LISA GRAVES: Well, it’s a horrible tragedy, what happened in Florida. And the very idea that a law would be cited to prevent a case like that from going to a jury for people to hear the evidence, I think, is a fundamental flaw in the justice system, and it’s a flaw that’s been propagated by ALEC, an organization that has pushed these laws in states across the country to make it more difficult to prosecute shooters of people, in many cases, who are unarmed. And so, I think it has shined a light on ALEC. And that light has revealed not just the abstract policy issues that are in the ALEC Exposed portfolio, the bills that we’ve disclosed, but also reveals the real human impact of some of these policies that have been pushed by corporations and corporate trade groups.

AMY GOODMAN: If you could just give us the list of corporations that have pulled out of ALEC—interesting for being in it, and now interesting for pulling out, as ALEC moves into its major conference at the end of the month in Salt Lake City, Utah.

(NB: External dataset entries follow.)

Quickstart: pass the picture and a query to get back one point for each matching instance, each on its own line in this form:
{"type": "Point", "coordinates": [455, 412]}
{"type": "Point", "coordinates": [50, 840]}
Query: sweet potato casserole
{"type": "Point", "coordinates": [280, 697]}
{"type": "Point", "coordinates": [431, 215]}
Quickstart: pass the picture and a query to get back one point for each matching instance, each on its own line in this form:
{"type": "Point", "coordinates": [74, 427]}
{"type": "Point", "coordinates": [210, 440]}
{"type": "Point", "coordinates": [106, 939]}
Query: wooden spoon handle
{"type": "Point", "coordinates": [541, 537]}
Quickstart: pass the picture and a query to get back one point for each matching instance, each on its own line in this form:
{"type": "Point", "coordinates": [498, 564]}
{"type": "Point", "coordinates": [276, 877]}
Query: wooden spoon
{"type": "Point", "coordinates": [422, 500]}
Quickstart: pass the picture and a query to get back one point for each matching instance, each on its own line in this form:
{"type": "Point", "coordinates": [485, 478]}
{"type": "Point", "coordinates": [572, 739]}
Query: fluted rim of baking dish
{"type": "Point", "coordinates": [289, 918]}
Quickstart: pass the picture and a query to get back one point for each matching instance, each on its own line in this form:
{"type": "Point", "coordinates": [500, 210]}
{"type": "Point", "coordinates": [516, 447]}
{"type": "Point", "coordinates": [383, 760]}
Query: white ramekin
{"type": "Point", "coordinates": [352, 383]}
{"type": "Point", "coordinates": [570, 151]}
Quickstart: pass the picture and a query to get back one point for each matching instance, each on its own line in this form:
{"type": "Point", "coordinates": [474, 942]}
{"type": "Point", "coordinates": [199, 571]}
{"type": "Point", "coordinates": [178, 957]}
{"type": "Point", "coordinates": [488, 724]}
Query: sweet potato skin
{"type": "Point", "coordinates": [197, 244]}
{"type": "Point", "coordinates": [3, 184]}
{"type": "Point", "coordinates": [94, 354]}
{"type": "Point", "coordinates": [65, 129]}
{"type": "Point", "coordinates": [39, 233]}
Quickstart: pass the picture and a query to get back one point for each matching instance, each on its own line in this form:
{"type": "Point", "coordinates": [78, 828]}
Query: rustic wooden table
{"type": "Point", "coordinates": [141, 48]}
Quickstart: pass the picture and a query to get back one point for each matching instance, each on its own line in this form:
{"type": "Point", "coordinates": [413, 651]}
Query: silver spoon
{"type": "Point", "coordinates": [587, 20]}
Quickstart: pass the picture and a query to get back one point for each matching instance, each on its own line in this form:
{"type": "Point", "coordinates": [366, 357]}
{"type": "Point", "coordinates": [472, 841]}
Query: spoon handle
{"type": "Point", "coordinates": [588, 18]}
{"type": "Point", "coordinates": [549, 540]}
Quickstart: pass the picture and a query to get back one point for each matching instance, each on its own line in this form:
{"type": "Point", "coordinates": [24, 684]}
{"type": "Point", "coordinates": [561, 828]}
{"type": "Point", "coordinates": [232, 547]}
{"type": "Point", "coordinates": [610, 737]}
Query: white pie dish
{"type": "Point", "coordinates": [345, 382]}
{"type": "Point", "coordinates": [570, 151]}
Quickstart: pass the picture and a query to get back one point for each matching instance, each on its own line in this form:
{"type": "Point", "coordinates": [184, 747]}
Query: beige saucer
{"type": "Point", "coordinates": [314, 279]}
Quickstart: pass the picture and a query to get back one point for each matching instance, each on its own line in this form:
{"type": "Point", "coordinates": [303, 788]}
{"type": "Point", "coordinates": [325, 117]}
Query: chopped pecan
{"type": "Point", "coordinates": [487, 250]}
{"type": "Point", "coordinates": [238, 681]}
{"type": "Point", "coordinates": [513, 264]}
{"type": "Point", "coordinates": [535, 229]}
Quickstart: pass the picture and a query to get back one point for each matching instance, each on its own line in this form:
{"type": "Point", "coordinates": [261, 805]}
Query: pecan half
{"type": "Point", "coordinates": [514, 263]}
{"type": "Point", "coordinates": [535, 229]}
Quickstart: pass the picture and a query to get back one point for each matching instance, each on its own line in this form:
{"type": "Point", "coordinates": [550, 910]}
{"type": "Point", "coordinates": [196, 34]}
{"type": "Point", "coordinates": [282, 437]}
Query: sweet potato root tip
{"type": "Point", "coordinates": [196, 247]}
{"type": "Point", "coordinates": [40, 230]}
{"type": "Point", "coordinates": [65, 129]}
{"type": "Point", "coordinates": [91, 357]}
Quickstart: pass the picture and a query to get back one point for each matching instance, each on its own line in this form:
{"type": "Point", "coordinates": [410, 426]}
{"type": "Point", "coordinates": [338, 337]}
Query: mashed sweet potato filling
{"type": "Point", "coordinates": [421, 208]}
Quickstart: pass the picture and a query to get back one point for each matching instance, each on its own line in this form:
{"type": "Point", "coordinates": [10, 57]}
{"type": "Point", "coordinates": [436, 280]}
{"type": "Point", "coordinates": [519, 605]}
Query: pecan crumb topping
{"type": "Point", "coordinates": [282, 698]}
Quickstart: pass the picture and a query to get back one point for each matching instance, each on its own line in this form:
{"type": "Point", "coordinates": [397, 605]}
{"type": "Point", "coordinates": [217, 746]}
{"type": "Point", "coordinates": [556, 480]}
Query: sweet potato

Just a list of some of those names.

LISA GRAVES: Sure. That includes McDonald’s, Coca-Cola, Hewlett-Packard, John Deere. It includes Pepsi-Cola. We also know that the Gates Foundation has pulled out of ALEC. That’s one of the nonprofits that’s left. We know that the Yum! groups, which has a number of fast-food operations, including—it has previously had Kentucky Fried Chicken and Taco Bell and others—have pulled out. And so, we see—Kraft Foods, as well—a number of corporations that are brand names, that people rely on, that people eat and drink and use, have now left ALEC. And I—

AMY GOODMAN: Who’s still in?

LISA GRAVES: Well, who’s still in? The Koch brothers, through Koch Industries, the big tobacco companies, Pharma, Big Pharma, which includes a number of—a number of pharmaceutical companies other than Johnson & Johnson and Procter & Gamble. A number of other pharmaceutical companies are still involved. And we also see groups like the American Bail Coalition, which is pushing to privatize in every state in the country the bail bonds process, as well as corporations to basically slash taxes and get set-asides for themselves and stop the ability of the EPA to regulate poisons that poison our air and water. And—

AMY GOODMAN: Lisa Graves, we’re going to leave it there, but we’ll continue to follow this story. Lisa Graves, executive director of the Center for Media and Democracy, formerly served as deputy assistant attorney general at the Justice Department. This is Democracy Now!, democracynow.org, The War and Peace Report. I’m Amy Goodman, with Nermeen Shaikh.